In the online world, 1,000 impressions means that an ad got downloaded (or at least the request for a download came in) 1,000 times. This isn’t the case in traditional land.
If a TV show gets a viewer, even for a minute, it can count as though the viewer watched the entire program. That means that people hanging around a show just long enough to determine how terrible it is can be charged against unwary advertisers.
Television audiences are calculated by measuring a selected group of people and extrapolating what the rest of the world is likely watching. If I’m a channel surfer who’s being watched by the Nielsen people, I could be counted as having watched eight different two-hour programs all in the same two hours. This time warping effect comes about because the Nielsen People Meters measure each minute of use. Most figures I’ve seen count the middle minute of each quarter hour as the determining channel. That methodology allows for a four-fold multiplication of viewing reality.
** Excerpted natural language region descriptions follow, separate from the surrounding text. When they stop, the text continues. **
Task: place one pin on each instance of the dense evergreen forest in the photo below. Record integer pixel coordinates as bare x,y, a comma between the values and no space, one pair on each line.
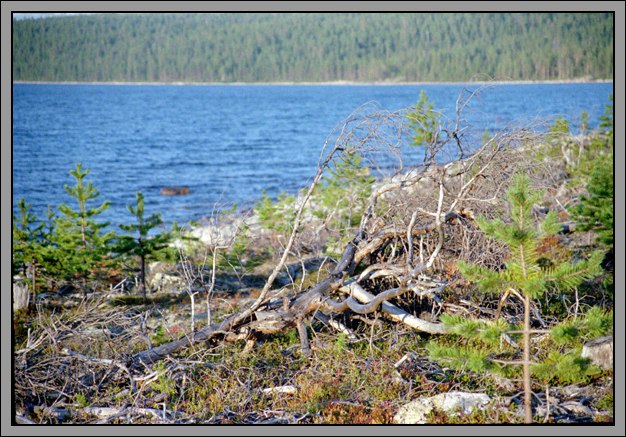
313,47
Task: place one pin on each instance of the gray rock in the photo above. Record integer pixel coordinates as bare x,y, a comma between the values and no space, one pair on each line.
576,408
417,411
600,351
162,276
162,282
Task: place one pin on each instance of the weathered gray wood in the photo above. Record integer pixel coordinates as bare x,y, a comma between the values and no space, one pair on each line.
600,351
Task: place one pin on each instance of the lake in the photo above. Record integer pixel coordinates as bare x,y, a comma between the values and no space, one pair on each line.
227,143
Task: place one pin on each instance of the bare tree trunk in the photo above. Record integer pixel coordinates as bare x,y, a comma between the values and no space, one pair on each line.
528,410
143,276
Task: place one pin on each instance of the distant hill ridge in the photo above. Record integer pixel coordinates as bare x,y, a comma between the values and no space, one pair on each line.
314,47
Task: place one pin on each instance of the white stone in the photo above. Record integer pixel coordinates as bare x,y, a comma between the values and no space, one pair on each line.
417,411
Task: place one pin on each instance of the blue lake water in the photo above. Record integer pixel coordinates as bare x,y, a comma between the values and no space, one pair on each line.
226,143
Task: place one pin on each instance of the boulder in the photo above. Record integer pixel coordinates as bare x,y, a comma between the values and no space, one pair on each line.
417,411
162,276
600,352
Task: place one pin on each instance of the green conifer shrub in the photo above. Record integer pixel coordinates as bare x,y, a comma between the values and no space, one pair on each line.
595,210
28,251
142,245
423,122
525,275
79,246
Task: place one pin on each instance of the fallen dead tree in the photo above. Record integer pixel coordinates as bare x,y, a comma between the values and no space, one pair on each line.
394,247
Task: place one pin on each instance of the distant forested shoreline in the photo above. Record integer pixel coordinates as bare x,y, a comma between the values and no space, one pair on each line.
314,47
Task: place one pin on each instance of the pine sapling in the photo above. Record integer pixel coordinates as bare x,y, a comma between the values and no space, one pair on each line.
525,274
27,247
79,241
143,245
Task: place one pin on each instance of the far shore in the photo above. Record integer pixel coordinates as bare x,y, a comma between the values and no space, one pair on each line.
331,83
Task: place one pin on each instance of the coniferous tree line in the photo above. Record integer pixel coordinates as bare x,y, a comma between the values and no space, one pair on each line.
272,47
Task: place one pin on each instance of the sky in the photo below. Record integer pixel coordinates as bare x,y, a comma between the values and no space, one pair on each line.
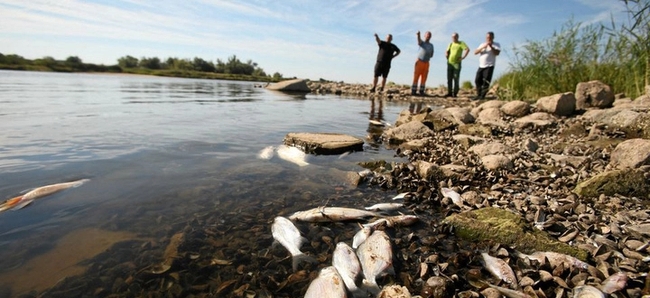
332,40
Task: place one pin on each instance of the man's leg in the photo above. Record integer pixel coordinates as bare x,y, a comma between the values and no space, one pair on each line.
456,81
450,77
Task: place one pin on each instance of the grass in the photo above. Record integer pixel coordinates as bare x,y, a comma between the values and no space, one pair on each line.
578,54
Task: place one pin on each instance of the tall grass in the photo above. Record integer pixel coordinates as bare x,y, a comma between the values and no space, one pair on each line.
576,54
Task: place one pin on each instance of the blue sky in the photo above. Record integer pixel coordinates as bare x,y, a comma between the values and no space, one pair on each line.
307,39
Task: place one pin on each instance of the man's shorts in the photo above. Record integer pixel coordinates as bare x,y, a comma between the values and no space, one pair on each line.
381,69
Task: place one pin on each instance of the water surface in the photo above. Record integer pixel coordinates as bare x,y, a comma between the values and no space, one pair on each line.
158,151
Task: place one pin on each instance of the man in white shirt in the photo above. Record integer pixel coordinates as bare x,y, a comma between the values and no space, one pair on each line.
488,51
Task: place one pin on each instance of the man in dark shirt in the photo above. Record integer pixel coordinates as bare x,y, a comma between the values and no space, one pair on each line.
387,51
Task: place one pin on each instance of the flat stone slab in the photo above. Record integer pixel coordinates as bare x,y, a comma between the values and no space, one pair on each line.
295,85
324,143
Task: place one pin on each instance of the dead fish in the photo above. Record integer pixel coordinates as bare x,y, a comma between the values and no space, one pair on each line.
293,155
331,214
614,282
400,196
328,284
376,258
361,236
394,221
39,192
499,269
587,291
266,153
454,196
347,264
510,293
555,259
286,233
385,207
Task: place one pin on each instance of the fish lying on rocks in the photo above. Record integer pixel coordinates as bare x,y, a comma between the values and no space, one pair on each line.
361,236
39,192
385,207
331,214
345,260
286,233
293,155
394,221
454,196
499,269
376,258
614,282
555,259
587,291
328,284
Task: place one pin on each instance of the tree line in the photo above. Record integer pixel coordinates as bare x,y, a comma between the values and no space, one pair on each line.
232,68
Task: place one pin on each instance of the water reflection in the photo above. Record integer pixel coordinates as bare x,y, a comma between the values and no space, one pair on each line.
375,120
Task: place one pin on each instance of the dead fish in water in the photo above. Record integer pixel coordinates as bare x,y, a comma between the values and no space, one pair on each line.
555,259
614,282
330,214
376,258
400,196
328,284
385,207
266,153
39,192
347,264
454,196
292,154
587,291
394,221
499,269
361,236
285,232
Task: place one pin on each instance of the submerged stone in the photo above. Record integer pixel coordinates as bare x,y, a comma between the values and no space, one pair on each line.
324,143
505,227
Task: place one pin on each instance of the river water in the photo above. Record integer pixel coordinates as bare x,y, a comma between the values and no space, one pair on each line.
158,151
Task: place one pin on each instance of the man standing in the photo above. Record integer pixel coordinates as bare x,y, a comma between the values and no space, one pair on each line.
488,51
456,52
387,51
422,64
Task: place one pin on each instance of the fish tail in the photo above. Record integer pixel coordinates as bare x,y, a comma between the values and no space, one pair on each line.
370,286
8,204
299,258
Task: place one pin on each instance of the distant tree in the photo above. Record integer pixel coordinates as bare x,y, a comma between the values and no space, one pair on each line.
202,65
73,60
128,62
150,63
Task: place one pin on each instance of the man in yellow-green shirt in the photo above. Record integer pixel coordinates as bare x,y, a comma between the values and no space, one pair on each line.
456,52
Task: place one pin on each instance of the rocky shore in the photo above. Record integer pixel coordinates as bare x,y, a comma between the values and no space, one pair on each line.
571,167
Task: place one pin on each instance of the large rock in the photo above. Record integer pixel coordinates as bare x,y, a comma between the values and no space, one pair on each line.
324,143
295,85
593,94
497,162
563,104
631,154
619,182
507,228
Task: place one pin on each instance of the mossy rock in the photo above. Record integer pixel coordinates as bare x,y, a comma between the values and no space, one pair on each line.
475,130
508,228
621,182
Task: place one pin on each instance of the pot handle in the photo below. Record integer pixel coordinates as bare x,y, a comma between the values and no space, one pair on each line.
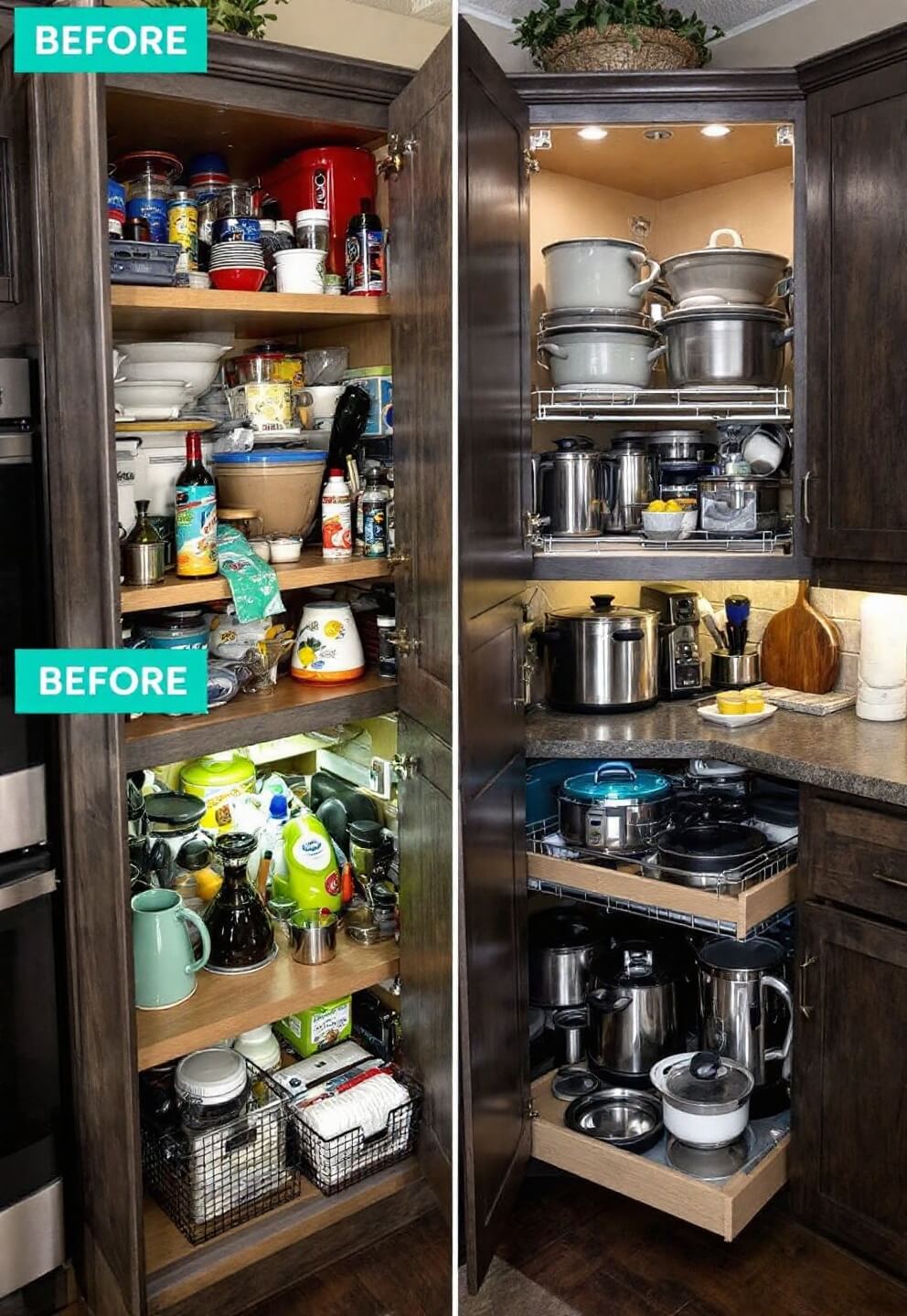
730,233
615,768
781,1053
639,260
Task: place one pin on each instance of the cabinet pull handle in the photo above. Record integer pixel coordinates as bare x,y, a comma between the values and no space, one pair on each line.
892,882
801,1004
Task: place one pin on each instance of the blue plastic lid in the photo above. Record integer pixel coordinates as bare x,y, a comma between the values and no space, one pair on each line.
272,457
617,780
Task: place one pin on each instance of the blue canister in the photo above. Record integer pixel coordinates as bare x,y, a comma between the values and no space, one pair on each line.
239,228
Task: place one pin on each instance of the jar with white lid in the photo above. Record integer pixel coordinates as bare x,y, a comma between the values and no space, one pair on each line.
312,230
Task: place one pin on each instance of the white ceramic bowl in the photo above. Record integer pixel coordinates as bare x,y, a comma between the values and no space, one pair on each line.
300,270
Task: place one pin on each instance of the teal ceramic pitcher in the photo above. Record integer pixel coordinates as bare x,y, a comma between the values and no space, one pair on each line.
164,956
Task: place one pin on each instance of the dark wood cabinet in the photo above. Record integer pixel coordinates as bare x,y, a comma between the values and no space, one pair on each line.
850,1076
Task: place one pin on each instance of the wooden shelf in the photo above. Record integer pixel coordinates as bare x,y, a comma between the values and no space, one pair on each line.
251,314
224,1004
176,1270
311,570
293,707
742,912
723,1208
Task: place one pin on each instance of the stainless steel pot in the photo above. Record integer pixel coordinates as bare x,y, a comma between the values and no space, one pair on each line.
615,808
634,1010
601,658
562,947
571,488
596,272
724,345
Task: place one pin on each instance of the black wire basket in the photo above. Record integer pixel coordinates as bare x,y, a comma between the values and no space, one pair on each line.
337,1162
213,1179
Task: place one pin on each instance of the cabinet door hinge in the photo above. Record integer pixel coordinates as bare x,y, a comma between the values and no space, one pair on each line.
398,149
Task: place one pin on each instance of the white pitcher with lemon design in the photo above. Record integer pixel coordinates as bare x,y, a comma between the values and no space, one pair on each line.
328,645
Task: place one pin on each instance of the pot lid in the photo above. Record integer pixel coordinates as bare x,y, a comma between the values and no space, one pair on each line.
174,810
706,1082
211,1077
617,780
727,313
603,610
760,953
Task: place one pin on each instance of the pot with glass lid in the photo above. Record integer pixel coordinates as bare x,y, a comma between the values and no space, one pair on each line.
616,807
602,658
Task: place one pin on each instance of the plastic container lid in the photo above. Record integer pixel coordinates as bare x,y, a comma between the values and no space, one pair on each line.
212,1077
272,457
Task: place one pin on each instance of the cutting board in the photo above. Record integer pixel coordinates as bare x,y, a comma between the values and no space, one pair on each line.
801,648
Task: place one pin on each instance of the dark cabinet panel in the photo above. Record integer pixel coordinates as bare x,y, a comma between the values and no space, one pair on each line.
421,204
849,1141
858,311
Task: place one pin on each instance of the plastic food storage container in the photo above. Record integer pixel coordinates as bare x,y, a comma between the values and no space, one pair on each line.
284,486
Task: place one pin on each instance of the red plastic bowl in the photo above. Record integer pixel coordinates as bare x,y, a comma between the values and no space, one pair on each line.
239,281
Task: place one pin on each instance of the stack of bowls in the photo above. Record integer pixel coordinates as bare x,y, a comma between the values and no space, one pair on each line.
237,266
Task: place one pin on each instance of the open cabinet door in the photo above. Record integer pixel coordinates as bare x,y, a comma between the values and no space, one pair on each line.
71,323
421,202
494,564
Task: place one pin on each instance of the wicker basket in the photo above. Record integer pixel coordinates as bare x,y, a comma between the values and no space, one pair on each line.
613,50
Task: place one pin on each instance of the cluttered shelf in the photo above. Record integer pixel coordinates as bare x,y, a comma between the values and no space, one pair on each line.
221,1008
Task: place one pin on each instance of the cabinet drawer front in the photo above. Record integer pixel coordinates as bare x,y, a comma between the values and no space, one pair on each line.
858,857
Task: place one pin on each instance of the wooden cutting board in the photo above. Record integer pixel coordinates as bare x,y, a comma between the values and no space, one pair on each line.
802,648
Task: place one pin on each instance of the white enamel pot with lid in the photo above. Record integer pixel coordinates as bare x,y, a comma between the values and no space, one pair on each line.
598,272
704,1098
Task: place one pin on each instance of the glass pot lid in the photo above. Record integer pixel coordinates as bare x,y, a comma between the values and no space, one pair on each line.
617,780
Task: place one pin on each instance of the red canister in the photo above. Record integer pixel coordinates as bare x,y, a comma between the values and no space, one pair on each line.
325,178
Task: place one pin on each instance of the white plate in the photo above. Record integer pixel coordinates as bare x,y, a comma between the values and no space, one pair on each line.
710,714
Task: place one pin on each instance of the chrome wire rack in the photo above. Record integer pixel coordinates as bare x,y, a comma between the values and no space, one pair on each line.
700,541
709,403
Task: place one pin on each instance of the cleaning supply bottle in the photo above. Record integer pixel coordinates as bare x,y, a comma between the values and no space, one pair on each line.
312,879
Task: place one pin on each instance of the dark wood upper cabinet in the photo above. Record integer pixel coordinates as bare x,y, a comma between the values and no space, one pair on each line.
856,301
494,444
849,1080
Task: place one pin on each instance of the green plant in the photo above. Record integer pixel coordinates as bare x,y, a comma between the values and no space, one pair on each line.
241,17
542,27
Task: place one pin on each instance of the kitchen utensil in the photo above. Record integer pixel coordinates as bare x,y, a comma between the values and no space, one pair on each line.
619,1116
735,980
571,488
601,658
562,945
314,936
596,272
614,808
724,274
704,1098
702,854
241,933
724,345
164,957
613,356
635,1011
802,646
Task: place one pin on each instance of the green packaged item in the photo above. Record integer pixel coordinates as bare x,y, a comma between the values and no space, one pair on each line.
311,1031
253,583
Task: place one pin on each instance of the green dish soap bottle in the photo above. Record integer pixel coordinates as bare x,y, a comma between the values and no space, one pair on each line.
312,879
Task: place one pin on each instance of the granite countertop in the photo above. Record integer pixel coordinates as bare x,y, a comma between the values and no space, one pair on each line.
838,751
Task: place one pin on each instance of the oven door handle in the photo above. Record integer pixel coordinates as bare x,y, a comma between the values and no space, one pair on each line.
32,887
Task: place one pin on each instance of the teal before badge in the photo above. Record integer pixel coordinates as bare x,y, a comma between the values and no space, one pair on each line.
63,39
111,681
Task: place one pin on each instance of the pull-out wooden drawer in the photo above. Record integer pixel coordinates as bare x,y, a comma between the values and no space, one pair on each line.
856,855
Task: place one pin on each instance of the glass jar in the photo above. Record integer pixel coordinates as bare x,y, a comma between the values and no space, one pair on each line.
312,230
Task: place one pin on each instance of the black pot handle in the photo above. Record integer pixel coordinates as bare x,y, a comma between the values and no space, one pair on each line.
704,1065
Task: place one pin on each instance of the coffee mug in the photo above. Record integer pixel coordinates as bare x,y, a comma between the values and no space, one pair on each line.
164,957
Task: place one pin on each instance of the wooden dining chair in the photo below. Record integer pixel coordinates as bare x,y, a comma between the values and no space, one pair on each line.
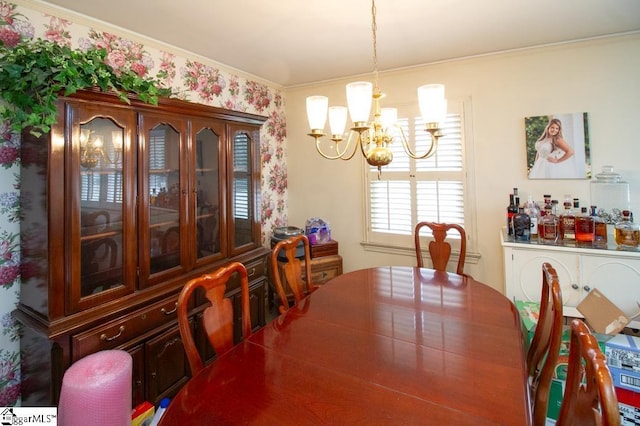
439,248
544,350
217,319
292,270
589,394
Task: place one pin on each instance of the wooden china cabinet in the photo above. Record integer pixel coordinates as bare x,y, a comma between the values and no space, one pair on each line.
122,204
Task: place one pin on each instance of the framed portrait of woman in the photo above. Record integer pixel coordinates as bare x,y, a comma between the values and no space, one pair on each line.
557,146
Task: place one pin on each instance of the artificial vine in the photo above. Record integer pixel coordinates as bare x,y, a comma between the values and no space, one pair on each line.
35,72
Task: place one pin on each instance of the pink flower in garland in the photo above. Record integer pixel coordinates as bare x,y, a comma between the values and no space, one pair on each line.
12,29
276,126
204,80
9,37
258,95
8,155
122,55
8,274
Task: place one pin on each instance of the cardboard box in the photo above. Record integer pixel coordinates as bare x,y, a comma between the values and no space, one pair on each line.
626,379
623,351
330,248
601,314
629,404
529,314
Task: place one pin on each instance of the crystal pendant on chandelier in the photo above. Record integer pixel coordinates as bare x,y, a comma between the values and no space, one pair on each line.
375,136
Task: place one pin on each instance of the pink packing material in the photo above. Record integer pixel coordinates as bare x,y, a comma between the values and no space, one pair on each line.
96,390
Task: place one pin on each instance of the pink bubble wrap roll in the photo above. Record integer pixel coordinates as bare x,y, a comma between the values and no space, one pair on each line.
96,390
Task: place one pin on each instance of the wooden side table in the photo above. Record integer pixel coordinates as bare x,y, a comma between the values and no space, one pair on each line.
322,270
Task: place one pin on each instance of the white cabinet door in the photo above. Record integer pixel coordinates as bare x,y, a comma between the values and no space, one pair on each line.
524,281
618,278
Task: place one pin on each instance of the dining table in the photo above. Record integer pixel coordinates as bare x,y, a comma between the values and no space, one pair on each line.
383,345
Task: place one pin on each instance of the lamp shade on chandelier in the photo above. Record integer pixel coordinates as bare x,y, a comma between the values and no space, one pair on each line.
373,136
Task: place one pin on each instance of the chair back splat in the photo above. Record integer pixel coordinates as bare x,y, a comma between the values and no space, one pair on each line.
217,319
439,248
589,395
544,350
292,270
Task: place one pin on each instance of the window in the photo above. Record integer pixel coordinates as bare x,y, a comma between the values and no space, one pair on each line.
409,191
241,177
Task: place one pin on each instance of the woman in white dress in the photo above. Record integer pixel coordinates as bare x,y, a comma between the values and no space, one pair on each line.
553,155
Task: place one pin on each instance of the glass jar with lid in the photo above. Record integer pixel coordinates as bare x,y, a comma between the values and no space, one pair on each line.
611,194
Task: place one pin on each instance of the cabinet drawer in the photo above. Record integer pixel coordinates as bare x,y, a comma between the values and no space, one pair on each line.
256,269
321,276
118,332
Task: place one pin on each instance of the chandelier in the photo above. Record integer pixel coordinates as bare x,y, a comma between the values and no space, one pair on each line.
91,152
373,137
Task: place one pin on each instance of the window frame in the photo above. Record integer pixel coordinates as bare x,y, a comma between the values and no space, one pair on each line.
404,244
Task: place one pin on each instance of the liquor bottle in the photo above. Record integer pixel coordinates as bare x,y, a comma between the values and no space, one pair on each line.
521,225
626,232
546,202
512,209
532,209
567,221
599,229
585,230
548,228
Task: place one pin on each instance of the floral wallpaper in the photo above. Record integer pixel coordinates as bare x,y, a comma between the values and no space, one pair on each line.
190,80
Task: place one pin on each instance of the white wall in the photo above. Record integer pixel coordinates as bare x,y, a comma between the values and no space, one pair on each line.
601,77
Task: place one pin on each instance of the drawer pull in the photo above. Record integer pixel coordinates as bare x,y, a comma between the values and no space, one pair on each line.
105,338
175,308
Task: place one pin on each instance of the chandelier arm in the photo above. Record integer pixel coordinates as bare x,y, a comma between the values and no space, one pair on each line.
405,144
339,155
361,141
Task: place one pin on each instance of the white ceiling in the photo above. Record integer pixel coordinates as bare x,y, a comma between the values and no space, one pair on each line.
293,42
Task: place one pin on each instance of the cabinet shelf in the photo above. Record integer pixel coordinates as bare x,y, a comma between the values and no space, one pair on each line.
107,261
615,273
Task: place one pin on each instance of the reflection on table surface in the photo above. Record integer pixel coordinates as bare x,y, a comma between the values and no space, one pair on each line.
389,345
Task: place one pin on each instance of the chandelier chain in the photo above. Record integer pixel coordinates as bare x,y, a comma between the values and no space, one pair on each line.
374,29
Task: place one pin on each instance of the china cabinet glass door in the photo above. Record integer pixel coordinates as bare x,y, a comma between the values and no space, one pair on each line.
210,242
163,238
242,176
99,179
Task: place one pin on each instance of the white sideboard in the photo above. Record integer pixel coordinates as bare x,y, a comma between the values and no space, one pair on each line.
615,273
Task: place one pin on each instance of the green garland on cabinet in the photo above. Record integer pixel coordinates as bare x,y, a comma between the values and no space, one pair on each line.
35,72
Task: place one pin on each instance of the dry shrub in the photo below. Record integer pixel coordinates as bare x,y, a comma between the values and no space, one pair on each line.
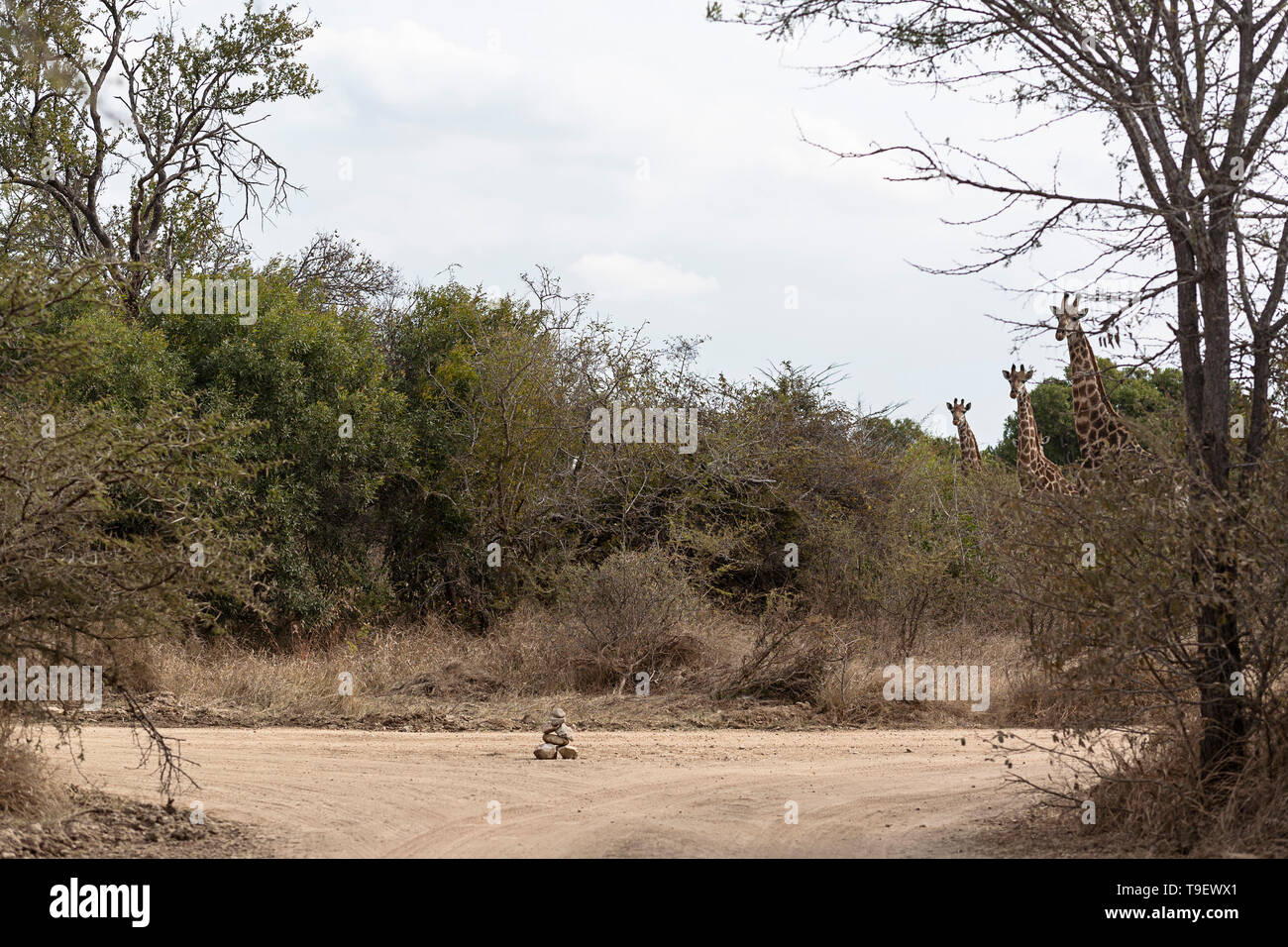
627,616
787,661
26,789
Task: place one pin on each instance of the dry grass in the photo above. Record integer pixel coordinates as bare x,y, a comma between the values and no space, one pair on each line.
26,789
437,676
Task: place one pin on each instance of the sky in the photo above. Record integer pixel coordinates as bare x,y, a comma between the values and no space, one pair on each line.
656,159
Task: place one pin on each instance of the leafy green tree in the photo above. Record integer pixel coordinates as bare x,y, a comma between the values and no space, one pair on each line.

At its theoretical extreme, someone paying a $4 CPM could actually be buying a $16 CPM, although I’m sure the effect is nowhere near that great.
In most cases on the Internet, an ad gets downloaded to a users page immediately following the user having clicked on something. That means that there’s usually a human on the other side. In the TV world, there are a lot of people visiting the kitchen, bathroom, vacuuming, or just plain leaving the TV on. A study a couple of years ago showed that a significant percentage of women (why women rather than men was never examined) liked to have the TV or radio on most of the day as a source of comforting noise and voices.
I should have gotten suspicious years ago, when I was told by a media research person that Americans watched something like 40 to 50 hours a week of TV. It didn’t quite ring true, and I should have looked for methodological holes back then.
I think the Interactive Advertising Bureau and other industry groups should conduct research on this issue. Rather than puff up the Internet numbers through commensurately sketchy methods, we should create some indexing tools to more properly compare values among media.
We might find that a fair comparison might be a couple thousand TV impressions for each one thousand Internet impressions, or the difference could prove even higher.